Cayenne pepper (Capsicum annuum L.) is one of several chile pepper pod types grown in New Mexico. Other pepper pod types include long red mild, long green mild, paprika, and long green hot [New Mexico Agricultural Statistics (NMAS), 2010]. Cayenne peppers are the main ingredient in chile mash, the precursor to most Louisiana-style hot sauces (Bosland and Strausbaugh, 2010). Many commercial cayenne pepper cultivars have an indeterminate growth habit and therefore each plant has many pods of different ages that do not ripen to red simultaneously. This necessitates multiple, costly hand harvests of newly matured red pods during the growing season (Funk and Marshall, 2012). Increasing labor costs make it difficult for New Mexico pepper producers to stay competitive with domestic and foreign markets. Labor costs have created a shift toward less costly mechanical harvest (Funk and Walker, 2010). Reducing labor inputs by using mechanical harvest technology is one way that New Mexico producers can maintain a more competitive position in the U.S. and world pepper market (Wall et al., 2003b).
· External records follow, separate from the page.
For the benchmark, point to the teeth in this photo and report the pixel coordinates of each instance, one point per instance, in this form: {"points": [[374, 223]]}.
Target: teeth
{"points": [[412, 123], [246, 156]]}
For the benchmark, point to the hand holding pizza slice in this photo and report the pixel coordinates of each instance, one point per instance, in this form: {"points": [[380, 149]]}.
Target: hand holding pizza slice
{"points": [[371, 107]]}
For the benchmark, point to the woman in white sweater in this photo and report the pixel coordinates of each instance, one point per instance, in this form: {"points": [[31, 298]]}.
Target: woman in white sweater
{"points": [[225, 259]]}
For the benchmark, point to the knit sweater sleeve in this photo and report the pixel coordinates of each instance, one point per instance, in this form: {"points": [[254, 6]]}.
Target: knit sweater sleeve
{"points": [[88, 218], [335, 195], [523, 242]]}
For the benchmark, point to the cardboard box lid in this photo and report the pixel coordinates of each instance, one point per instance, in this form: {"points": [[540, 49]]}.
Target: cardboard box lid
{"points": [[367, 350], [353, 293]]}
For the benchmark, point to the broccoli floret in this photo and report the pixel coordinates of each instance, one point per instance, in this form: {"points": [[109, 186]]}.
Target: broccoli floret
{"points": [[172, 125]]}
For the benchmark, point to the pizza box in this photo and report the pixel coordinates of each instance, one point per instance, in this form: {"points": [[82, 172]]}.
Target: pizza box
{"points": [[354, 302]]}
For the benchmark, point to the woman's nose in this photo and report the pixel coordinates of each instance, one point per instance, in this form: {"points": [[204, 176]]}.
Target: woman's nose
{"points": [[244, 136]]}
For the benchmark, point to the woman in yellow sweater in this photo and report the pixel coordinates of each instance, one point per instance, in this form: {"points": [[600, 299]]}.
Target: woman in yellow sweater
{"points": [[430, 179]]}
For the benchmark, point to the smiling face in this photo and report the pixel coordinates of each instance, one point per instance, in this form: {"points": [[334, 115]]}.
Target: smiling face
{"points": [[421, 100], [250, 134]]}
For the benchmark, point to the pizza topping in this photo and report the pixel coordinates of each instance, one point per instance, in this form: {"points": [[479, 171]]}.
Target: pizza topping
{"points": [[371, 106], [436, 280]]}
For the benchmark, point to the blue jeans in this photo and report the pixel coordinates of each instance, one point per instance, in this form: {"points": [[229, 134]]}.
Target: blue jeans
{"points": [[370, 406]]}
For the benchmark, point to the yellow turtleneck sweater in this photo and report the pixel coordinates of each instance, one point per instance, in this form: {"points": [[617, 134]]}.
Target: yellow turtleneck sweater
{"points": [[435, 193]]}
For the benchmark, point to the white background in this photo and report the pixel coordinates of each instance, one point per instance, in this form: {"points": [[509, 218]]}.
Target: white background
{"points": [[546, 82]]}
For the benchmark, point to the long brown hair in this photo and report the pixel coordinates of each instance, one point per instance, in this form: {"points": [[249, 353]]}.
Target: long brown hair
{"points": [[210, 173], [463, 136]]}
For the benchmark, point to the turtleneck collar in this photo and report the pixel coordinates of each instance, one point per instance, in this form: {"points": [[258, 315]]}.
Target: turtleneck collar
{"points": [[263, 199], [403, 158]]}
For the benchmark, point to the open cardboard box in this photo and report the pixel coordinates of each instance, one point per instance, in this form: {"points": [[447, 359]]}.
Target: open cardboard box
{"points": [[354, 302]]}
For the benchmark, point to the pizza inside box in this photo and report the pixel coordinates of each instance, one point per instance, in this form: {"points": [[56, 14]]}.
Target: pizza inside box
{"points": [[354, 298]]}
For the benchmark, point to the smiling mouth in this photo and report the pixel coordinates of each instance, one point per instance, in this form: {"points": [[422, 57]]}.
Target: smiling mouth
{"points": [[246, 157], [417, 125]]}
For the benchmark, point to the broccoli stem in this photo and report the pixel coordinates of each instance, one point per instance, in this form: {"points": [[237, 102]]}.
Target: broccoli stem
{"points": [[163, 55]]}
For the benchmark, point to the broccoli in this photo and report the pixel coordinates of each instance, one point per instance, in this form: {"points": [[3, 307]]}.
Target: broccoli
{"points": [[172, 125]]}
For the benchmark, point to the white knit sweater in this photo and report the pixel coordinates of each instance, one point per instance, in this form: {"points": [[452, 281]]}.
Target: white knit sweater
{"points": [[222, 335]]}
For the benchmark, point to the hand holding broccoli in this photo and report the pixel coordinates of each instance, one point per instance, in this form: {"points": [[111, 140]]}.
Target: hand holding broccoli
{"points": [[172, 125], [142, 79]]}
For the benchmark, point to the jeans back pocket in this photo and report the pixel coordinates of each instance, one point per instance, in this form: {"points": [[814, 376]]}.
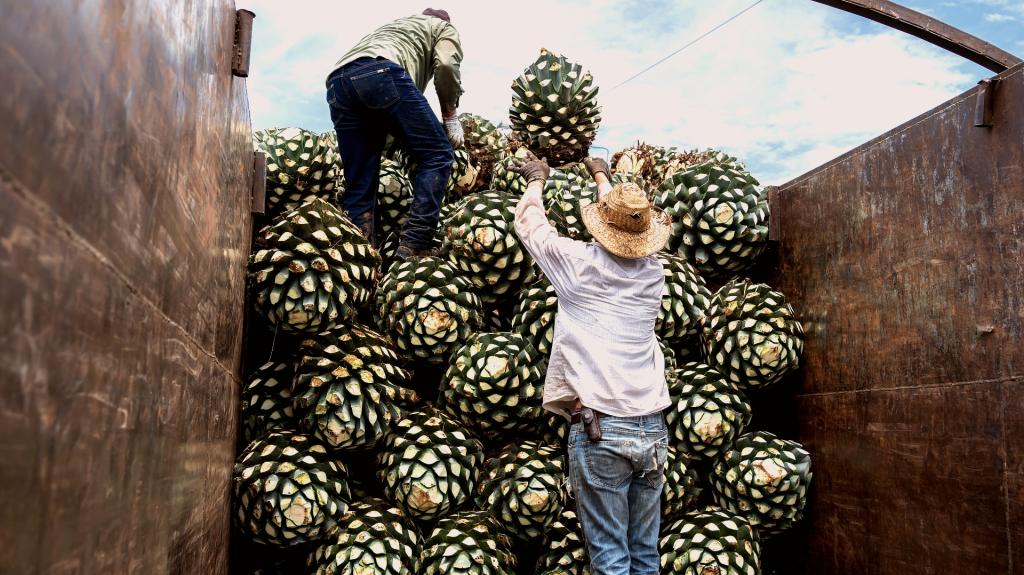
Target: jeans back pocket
{"points": [[375, 87], [608, 462]]}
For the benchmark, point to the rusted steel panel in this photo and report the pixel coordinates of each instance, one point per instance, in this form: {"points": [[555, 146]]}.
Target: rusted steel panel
{"points": [[119, 432], [930, 30], [905, 257], [124, 117], [906, 481], [125, 186]]}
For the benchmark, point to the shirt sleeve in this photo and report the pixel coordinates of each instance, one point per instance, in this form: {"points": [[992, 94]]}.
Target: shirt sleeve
{"points": [[559, 258], [448, 57]]}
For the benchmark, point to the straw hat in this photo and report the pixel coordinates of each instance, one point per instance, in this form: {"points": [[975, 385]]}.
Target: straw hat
{"points": [[626, 224]]}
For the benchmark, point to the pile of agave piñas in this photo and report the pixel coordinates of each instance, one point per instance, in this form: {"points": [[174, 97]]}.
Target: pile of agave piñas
{"points": [[394, 426]]}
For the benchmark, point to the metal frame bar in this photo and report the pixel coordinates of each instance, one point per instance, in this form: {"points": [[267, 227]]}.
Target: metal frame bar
{"points": [[929, 30]]}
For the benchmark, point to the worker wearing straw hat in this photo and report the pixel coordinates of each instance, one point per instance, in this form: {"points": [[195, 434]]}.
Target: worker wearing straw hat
{"points": [[606, 370]]}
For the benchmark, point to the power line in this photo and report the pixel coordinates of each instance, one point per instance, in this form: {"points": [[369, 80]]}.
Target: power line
{"points": [[690, 43]]}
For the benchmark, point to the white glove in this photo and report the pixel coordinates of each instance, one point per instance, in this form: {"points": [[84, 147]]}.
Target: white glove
{"points": [[454, 129]]}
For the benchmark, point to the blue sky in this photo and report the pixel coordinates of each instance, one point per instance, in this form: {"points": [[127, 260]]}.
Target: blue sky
{"points": [[786, 86]]}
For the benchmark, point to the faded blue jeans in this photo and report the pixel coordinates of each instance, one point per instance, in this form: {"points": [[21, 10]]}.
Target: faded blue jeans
{"points": [[617, 484], [369, 99]]}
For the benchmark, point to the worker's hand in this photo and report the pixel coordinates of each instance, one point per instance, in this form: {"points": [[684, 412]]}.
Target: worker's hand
{"points": [[535, 170], [454, 129], [597, 166]]}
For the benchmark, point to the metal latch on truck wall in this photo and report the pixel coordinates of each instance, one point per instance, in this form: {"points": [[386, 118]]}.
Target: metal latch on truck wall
{"points": [[243, 43], [986, 102]]}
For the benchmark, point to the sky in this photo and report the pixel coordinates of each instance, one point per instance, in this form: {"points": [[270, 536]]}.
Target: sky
{"points": [[784, 87]]}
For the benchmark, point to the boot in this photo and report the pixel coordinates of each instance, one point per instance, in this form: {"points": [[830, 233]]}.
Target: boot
{"points": [[406, 251], [366, 224]]}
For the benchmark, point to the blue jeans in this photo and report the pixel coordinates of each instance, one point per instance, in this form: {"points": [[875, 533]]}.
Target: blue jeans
{"points": [[369, 99], [617, 484]]}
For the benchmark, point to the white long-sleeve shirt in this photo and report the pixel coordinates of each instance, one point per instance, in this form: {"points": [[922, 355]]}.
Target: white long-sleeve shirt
{"points": [[604, 350]]}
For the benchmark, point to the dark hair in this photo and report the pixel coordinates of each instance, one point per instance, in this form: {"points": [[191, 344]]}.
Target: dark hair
{"points": [[437, 13]]}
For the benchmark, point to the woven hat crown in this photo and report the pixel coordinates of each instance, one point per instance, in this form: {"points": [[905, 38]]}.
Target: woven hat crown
{"points": [[627, 208]]}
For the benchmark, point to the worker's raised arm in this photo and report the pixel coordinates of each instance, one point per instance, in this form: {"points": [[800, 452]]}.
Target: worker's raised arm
{"points": [[599, 170], [557, 257]]}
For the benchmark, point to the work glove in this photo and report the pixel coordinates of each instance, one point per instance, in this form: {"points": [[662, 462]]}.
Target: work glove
{"points": [[454, 129], [597, 166], [534, 170]]}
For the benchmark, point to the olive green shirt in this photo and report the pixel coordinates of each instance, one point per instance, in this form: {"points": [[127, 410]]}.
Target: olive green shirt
{"points": [[425, 46]]}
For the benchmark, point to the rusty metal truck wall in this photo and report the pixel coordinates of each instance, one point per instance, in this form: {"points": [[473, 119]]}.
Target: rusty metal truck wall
{"points": [[905, 258], [124, 224]]}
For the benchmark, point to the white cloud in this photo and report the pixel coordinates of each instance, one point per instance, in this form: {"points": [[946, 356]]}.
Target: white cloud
{"points": [[786, 86]]}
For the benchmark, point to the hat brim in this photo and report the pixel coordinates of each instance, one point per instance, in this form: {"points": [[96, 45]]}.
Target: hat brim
{"points": [[627, 244]]}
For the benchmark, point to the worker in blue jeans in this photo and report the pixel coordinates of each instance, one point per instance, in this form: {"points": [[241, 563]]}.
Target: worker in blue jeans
{"points": [[376, 89], [606, 369]]}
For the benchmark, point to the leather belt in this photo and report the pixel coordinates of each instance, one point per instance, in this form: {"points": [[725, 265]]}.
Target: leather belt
{"points": [[576, 417]]}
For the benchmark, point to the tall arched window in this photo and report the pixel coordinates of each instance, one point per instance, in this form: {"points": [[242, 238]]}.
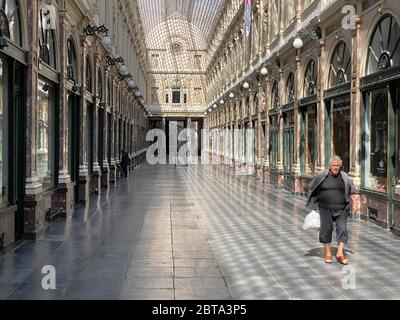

In addition to its indeterminate growth habit, cayenne pepper pods have characteristics indicative of both climacteric and non-climacteric fruits (Biles et al., 1993; Villavicencio et al., 1999). It is therefore designated as semiclimacteric. This characteristic of cayenne limits the efficiency of once-over machine harvest because green pods harvested before the breaker stage will not turn red. Pod maturity must be at least to the breaker stage at the time of mechanical harvest to ensure proper pod pigmentation. One goal of New Mexico growers is to maximize red pod yield, whereas another is to increase red pod percentage, which will reduce the cost of sorting and removing green pods in a once-over mechanical harvest system.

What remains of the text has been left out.